In the second phase, we performed a manual analysis to rule out services that have no strict intention to track users. Many services that are unrelated to tracking, such as CDNs, use a same-site subdomain to serve content, and may also set a cookie on this domain, thus giving them potential tracking capabilities. For instance, Cloudflare sets a_cfduidcookie in order to detect malicious visitors, but does not intend to track users with this cookie (user information is kept less than 24 hours) [12]. For each of the 120 domains, we visited the web page of the related organization (if available) and gathered information about the kind of service(s) it provides according to the information and documentation provided on its website. Based on this information, we then determined whether tracking was the main service provided by this company, either because it explicitly indicated this, or tracking would be required for the main advertised product, e.g. in order to provide users with personalized content, or whether this was clear from the way the products were marketed.
For instance one such provider, Pardot offers a service named “Marketing Automation”, which they define as “a technology that helps businesses grow by automating marketing processes, tracking customer engagement, and delivering personalized experiences to each customer across marketing, sales, and service”, indicating that customers (website visitors) may be tracked.

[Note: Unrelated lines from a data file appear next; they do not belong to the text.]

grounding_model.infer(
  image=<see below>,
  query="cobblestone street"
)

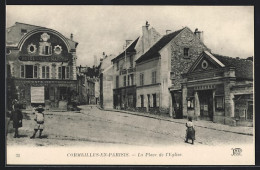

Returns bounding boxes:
[6,105,253,147]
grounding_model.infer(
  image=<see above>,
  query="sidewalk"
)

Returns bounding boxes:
[102,108,253,136]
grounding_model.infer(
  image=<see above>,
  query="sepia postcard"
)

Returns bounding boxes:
[5,5,254,165]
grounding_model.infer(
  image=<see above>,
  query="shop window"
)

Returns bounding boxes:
[140,95,144,107]
[59,87,68,100]
[152,93,157,107]
[140,73,144,86]
[42,66,50,79]
[45,87,49,100]
[152,71,156,84]
[215,96,224,110]
[187,97,194,109]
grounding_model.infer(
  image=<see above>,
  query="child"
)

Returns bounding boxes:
[185,117,195,144]
[30,105,45,139]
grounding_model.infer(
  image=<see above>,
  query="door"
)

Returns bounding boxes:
[199,90,213,121]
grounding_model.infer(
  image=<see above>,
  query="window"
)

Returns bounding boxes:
[66,67,70,79]
[152,71,156,84]
[21,29,27,36]
[216,96,224,110]
[34,66,38,78]
[123,76,126,87]
[39,42,52,55]
[128,75,130,86]
[140,73,144,86]
[116,76,119,88]
[187,97,194,109]
[184,48,189,57]
[58,66,70,79]
[58,67,62,79]
[140,95,144,107]
[116,61,119,71]
[42,66,50,79]
[152,94,157,107]
[20,65,25,78]
[130,55,133,68]
[21,65,38,78]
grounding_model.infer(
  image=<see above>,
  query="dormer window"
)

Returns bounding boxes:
[21,29,27,36]
[39,42,52,55]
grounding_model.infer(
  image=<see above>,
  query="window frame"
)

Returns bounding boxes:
[140,73,144,86]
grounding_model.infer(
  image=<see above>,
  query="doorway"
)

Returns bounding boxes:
[198,90,213,121]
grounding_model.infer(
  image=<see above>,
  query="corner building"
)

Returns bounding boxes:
[6,22,78,110]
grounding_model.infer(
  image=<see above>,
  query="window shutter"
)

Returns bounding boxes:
[42,66,45,78]
[156,93,160,107]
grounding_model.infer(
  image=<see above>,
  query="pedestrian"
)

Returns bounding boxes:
[10,104,23,138]
[185,117,195,144]
[30,105,45,139]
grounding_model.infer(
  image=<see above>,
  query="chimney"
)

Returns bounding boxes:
[142,21,150,53]
[194,28,203,42]
[70,33,73,40]
[166,30,172,35]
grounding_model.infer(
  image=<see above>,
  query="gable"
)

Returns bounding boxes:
[188,51,225,74]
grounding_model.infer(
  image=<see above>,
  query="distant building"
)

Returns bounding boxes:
[99,54,115,109]
[76,65,99,105]
[182,51,253,126]
[6,22,78,110]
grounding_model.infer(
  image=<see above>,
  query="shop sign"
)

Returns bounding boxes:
[19,56,69,62]
[194,84,216,90]
[31,86,44,103]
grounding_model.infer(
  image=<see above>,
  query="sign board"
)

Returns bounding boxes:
[31,86,45,103]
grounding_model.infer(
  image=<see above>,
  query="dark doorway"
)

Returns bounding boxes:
[171,91,182,118]
[198,90,213,121]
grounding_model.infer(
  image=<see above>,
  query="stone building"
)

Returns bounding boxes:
[99,54,115,109]
[135,27,209,117]
[182,51,253,126]
[6,22,78,110]
[111,22,161,110]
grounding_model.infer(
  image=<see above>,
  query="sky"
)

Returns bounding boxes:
[6,6,254,66]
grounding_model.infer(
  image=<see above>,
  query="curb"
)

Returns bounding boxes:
[102,108,253,136]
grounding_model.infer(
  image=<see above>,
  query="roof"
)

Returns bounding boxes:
[111,37,140,62]
[6,22,78,48]
[135,27,185,63]
[213,53,253,80]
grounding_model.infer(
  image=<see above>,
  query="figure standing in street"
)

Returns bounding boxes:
[30,105,45,139]
[10,104,23,138]
[185,117,195,144]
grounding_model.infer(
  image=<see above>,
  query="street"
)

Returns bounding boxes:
[6,105,253,147]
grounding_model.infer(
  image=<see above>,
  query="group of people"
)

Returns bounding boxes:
[10,100,45,139]
[10,99,196,144]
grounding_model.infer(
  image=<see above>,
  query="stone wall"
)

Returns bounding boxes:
[170,28,209,90]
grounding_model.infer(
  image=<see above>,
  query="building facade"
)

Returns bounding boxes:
[111,22,161,110]
[6,22,78,110]
[135,27,208,117]
[182,51,253,126]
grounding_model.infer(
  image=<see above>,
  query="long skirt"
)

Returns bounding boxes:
[186,127,195,140]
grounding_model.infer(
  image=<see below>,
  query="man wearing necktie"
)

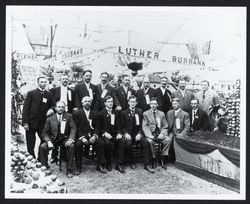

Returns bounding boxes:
[74,70,99,112]
[73,96,103,174]
[121,95,153,172]
[171,79,194,113]
[142,97,169,170]
[96,72,119,111]
[136,76,157,112]
[155,76,172,114]
[115,74,136,111]
[189,98,210,132]
[95,96,126,173]
[22,76,55,159]
[49,74,76,163]
[39,101,76,178]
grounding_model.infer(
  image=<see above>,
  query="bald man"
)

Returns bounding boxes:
[136,76,157,112]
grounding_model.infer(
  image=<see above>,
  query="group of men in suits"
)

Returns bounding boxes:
[22,70,218,177]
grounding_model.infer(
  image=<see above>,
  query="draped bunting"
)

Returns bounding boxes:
[175,137,240,167]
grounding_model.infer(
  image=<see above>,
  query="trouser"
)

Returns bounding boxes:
[25,128,42,159]
[147,137,172,159]
[139,137,151,165]
[95,136,126,165]
[39,139,75,170]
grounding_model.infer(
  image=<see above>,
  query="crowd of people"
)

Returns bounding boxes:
[21,70,220,178]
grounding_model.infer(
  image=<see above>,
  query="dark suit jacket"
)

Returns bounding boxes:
[50,86,76,113]
[41,112,76,143]
[74,82,99,111]
[189,108,210,131]
[72,108,96,139]
[166,109,190,137]
[22,88,55,130]
[120,108,143,136]
[171,89,194,113]
[136,87,156,112]
[95,109,121,137]
[155,87,172,114]
[115,86,136,111]
[96,83,119,111]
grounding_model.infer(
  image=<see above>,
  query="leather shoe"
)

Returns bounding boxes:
[96,165,107,174]
[106,163,112,171]
[50,158,58,164]
[74,168,81,175]
[115,164,125,173]
[159,159,167,169]
[144,165,154,173]
[67,170,73,178]
[130,163,136,169]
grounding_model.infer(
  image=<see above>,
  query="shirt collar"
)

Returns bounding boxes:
[38,87,45,92]
[61,85,68,89]
[175,108,181,115]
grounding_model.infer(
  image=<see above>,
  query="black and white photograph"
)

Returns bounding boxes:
[5,6,246,199]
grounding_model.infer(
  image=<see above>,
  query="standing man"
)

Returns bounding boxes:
[115,74,136,111]
[120,95,153,172]
[155,76,172,114]
[136,76,156,112]
[189,98,210,132]
[22,76,55,158]
[50,74,76,114]
[194,80,220,130]
[95,96,126,173]
[73,96,105,174]
[49,74,76,163]
[39,101,76,178]
[171,79,194,113]
[142,97,170,170]
[96,72,119,111]
[166,98,190,139]
[74,70,98,112]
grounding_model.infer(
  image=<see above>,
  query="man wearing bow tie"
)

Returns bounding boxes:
[96,72,119,111]
[136,76,157,112]
[171,79,194,113]
[155,76,172,114]
[115,74,136,111]
[39,101,76,178]
[142,97,169,170]
[72,96,101,174]
[95,96,126,173]
[22,76,55,159]
[74,70,99,112]
[49,74,76,163]
[189,98,210,132]
[121,95,152,172]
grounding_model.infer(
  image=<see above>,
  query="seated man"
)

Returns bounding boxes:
[166,98,190,139]
[120,95,153,173]
[189,98,210,132]
[142,97,170,169]
[95,96,126,173]
[39,101,76,178]
[72,96,101,174]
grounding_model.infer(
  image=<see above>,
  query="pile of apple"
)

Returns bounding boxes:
[226,79,241,137]
[10,141,67,193]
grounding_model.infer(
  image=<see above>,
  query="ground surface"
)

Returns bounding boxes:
[15,127,238,195]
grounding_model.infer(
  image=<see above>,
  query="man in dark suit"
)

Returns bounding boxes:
[22,76,55,158]
[39,101,76,178]
[115,74,136,111]
[96,72,119,111]
[155,76,172,114]
[73,96,106,174]
[142,97,170,170]
[74,70,99,112]
[95,96,126,173]
[189,98,210,132]
[120,95,153,172]
[136,76,156,112]
[49,74,76,163]
[171,79,194,113]
[166,98,190,139]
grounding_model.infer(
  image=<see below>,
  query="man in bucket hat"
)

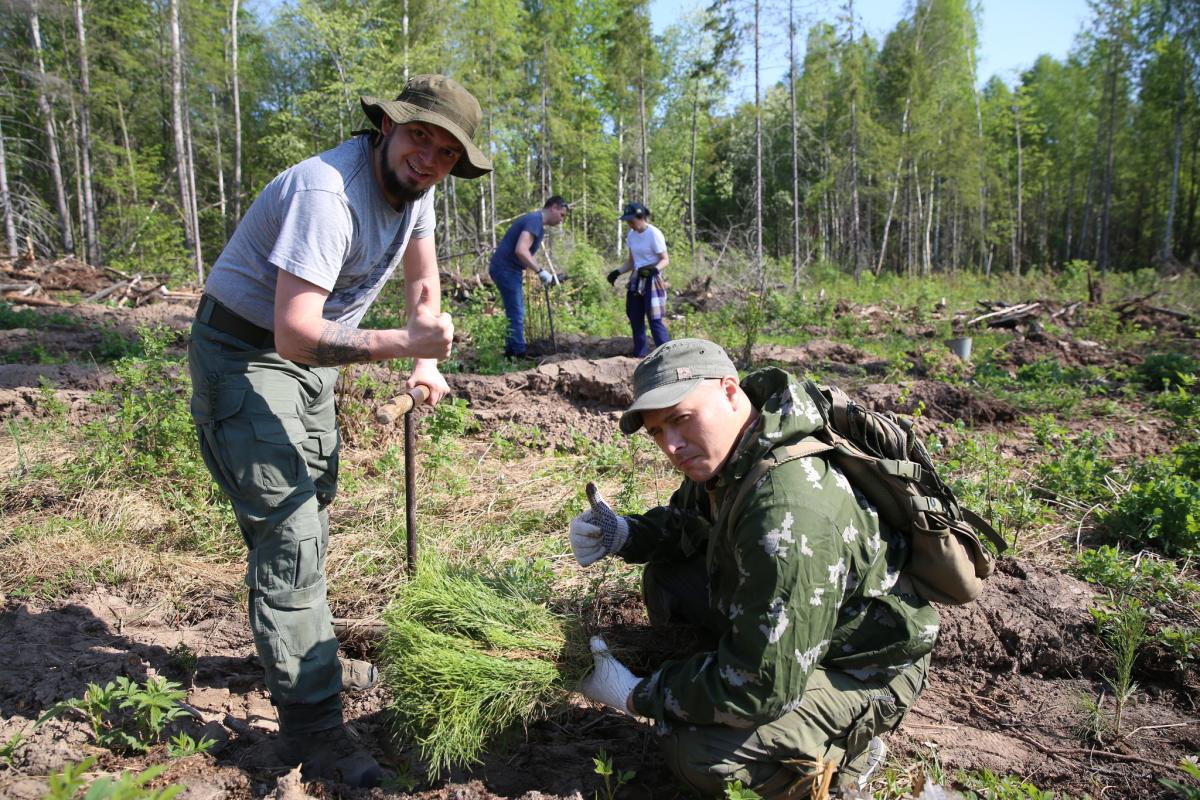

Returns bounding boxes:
[569,339,934,797]
[188,74,491,787]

Finally, we validate this based on the requests sent to the purported tracker when visiting a publisher website: we only consider a company to be a tracker when a uniquely identifying parameter is stored in the browser and sent along with subsequent requests, e.g. via a cookie or using local Storage. Using this method, we found a total of 5 trackers. Furthermore, we extended the list with eight trackers from the CNAME cloaking blocklist by NextDNS [13, 37].